DOI-USGS / national-flow-observations

This repository pulls national flow data from NWIS
Other
4 stars 8 forks source link

Change to 3 target system for long-running targets #14

Closed lindsayplatt closed 3 years ago

lindsayplatt commented 4 years ago

This essentially applies to all of the targets in this pipeline, but we should pull the s3_put outside of the initial build fxn so that if the s3_put fails (for instance, when disconnected from VPN) the whole build doesn't need to happen again. Please see the section that starts with 3 target method in the Guidelines page here: https://usgs-r.github.io/scipiper/shared_cache.html.
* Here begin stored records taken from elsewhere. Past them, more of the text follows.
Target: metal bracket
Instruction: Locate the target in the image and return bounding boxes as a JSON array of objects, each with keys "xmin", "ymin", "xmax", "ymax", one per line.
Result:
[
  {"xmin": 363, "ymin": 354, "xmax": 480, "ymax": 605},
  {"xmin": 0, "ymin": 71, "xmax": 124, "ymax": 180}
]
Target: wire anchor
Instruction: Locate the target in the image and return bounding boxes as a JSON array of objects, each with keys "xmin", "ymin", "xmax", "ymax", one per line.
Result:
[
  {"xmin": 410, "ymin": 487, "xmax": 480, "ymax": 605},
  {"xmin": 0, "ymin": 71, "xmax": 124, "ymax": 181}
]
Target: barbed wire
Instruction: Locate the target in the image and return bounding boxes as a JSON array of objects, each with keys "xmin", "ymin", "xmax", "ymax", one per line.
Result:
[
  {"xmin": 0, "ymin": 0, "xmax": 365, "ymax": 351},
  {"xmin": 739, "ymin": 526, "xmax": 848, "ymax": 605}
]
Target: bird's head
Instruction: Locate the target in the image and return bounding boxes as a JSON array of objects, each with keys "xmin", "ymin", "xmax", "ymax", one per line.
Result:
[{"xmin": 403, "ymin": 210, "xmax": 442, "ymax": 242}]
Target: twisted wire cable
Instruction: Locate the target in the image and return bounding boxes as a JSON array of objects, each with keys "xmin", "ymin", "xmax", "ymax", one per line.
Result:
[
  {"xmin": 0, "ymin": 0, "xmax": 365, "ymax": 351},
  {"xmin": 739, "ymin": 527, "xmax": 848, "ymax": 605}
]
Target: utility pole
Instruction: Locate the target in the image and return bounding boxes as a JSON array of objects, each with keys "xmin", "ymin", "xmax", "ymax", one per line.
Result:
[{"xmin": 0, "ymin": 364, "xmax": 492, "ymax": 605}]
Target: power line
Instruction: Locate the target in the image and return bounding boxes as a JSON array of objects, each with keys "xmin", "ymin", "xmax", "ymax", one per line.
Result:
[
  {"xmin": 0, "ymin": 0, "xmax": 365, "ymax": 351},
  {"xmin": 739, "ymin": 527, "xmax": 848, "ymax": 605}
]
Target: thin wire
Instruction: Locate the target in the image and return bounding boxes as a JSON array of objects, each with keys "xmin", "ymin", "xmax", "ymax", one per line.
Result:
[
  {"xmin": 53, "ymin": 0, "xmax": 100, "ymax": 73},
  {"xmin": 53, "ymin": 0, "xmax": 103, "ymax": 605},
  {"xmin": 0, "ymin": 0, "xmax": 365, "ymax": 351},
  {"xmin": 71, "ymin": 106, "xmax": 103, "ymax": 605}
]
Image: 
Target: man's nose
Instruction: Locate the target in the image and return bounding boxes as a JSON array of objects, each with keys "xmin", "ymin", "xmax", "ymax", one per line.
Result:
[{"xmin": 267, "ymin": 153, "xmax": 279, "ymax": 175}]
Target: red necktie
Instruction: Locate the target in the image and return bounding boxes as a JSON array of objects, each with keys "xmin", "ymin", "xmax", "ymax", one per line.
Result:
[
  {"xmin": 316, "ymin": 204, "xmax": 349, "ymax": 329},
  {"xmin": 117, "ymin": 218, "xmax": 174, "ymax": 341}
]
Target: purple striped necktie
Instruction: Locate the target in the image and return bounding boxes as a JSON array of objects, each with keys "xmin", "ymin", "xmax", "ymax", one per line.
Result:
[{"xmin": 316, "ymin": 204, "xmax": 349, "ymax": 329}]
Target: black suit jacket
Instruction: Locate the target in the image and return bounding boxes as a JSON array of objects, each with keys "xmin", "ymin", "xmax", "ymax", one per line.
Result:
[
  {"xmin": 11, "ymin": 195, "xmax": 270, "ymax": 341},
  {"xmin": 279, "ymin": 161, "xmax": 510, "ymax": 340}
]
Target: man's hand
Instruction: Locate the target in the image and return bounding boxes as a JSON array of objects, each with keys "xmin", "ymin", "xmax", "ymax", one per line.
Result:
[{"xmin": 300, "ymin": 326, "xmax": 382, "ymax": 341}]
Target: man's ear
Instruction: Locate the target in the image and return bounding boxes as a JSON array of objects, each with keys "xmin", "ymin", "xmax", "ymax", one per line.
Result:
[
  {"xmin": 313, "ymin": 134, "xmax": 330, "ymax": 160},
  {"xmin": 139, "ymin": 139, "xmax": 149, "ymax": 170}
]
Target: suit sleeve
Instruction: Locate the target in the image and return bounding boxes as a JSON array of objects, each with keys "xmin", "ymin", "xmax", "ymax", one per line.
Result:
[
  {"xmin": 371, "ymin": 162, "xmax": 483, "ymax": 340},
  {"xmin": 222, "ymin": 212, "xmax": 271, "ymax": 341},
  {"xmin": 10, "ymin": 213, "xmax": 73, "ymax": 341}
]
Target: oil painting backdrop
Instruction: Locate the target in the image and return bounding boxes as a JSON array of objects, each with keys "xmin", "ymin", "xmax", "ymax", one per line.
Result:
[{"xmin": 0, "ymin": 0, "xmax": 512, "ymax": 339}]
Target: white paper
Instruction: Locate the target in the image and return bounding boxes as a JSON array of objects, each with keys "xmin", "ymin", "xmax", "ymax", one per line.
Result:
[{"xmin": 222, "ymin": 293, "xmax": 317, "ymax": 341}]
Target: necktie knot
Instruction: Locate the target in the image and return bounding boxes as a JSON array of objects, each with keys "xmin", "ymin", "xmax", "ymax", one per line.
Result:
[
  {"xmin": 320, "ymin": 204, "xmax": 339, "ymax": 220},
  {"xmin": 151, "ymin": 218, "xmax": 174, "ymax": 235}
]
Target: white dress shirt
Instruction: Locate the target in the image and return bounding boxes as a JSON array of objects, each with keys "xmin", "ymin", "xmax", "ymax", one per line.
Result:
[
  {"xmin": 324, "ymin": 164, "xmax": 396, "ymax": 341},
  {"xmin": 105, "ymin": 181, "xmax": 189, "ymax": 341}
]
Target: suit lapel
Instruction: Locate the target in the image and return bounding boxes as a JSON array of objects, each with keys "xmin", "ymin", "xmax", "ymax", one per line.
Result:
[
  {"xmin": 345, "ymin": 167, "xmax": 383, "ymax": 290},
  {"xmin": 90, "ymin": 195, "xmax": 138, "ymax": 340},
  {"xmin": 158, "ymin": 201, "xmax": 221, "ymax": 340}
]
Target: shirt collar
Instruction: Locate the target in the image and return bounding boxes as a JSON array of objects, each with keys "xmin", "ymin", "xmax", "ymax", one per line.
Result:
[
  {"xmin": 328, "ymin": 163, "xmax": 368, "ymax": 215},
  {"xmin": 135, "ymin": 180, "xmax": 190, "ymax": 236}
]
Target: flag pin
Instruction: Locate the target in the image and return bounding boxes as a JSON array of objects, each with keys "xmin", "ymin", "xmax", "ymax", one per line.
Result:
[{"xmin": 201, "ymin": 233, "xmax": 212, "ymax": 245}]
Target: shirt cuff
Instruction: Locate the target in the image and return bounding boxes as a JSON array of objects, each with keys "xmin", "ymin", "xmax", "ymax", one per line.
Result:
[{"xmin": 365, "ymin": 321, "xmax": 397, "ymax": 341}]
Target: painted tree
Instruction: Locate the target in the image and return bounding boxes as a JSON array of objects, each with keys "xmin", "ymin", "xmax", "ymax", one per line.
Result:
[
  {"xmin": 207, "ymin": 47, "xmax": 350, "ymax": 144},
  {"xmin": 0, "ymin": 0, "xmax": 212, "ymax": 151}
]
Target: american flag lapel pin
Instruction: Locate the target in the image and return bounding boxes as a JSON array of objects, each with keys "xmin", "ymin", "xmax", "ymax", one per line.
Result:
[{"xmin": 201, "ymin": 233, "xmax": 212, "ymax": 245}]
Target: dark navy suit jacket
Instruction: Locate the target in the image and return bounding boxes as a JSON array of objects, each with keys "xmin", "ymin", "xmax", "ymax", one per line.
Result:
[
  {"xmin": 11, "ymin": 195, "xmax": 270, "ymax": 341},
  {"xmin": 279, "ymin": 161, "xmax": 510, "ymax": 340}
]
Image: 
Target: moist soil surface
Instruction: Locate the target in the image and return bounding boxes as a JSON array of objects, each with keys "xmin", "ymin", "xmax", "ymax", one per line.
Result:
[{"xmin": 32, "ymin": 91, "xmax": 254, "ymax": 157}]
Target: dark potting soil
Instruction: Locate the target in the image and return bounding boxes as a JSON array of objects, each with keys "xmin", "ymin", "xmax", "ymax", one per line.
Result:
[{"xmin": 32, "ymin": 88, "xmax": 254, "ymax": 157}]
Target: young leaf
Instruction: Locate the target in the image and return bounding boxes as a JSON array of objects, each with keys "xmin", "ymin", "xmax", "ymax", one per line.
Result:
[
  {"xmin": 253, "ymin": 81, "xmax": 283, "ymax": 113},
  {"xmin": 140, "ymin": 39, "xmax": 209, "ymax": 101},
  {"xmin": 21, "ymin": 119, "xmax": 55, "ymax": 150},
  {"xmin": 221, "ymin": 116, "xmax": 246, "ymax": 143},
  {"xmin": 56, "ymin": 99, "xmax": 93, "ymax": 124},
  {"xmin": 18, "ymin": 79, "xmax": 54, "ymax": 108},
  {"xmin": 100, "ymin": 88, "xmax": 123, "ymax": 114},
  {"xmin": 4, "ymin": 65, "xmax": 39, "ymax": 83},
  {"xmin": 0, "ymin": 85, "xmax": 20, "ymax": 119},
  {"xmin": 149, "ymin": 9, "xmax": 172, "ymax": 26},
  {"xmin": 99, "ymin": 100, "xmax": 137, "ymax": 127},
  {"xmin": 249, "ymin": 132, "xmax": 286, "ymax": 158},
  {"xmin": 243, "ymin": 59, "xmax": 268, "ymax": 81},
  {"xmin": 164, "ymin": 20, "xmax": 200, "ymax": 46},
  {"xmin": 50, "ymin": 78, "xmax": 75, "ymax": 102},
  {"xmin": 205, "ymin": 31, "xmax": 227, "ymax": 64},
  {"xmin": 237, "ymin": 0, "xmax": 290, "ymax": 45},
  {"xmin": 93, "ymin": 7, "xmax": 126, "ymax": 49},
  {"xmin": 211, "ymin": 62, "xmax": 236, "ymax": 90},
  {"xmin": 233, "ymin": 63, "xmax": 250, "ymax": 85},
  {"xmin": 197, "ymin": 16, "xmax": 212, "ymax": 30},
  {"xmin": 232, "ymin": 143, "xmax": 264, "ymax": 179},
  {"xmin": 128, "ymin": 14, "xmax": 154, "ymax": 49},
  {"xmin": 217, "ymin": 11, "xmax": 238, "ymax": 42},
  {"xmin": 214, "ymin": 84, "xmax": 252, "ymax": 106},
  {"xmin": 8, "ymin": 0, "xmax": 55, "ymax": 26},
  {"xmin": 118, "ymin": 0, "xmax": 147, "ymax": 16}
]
wdwatkins commented 3 years ago

Has this already been done? Looks like the push to S3 doesn't happen until all the data is already downloaded in each task for the data partitions, and would be written to disk. The S3 push happens in the finalize function:https://github.com/USGS-R/national-flow-observations/blob/master/10_nwis_pull/src/nwis_pull.R#L59 https://github.com/USGS-R/national-flow-observations/blob/master/10_nwis_pull/src/nwis_combine_functions.R#L22

lindsayplatt commented 3 years ago

Oh wow, have to refresh my memory on this pipeline. I don't think this has happened yet since this issue was made on June 25 and the last commit was made June 24.

I think this is saying that the current two-target approach (particularly in the download step), should be turned into a three-target approach, where s3_put is called for a separate target between these ones https://github.com/USGS-R/national-flow-observations/blob/7981cfe1deb4030c821911b93a96902089fc6ea3/10_nwis_pull.yml#L44-L50 So this line would become its own target rather than part of this function. https://github.com/USGS-R/national-flow-observations/blob/7981cfe1deb4030c821911b93a96902089fc6ea3/10_nwis_pull/src/inventory_nwis.R#L22

If I can remember correctly, this was because sometimes during this lengthy process, your S3 session would timeout and you would get an error right at the end so we wanted to break those steps apart.

lindsayplatt commented 3 years ago

WOAH THAT PREVIEW IS CRAZY COOL!

limnoliver commented 3 years ago

Wow, that's awesome and will save lots of clicking!

wdwatkins commented 3 years ago

An S3 timeout wouldn't require downloading everything again though, right? Just re-checking all the download tasks, which I suppose could be lengthy?

lindsayplatt commented 3 years ago

That is the behavior we want but because the s3_put is called within the function that does the downloading, a failure would result in the download targets needing to be rebuilt. So we want to separate into a download target and then an upload target, rather than both together which is how they are written now.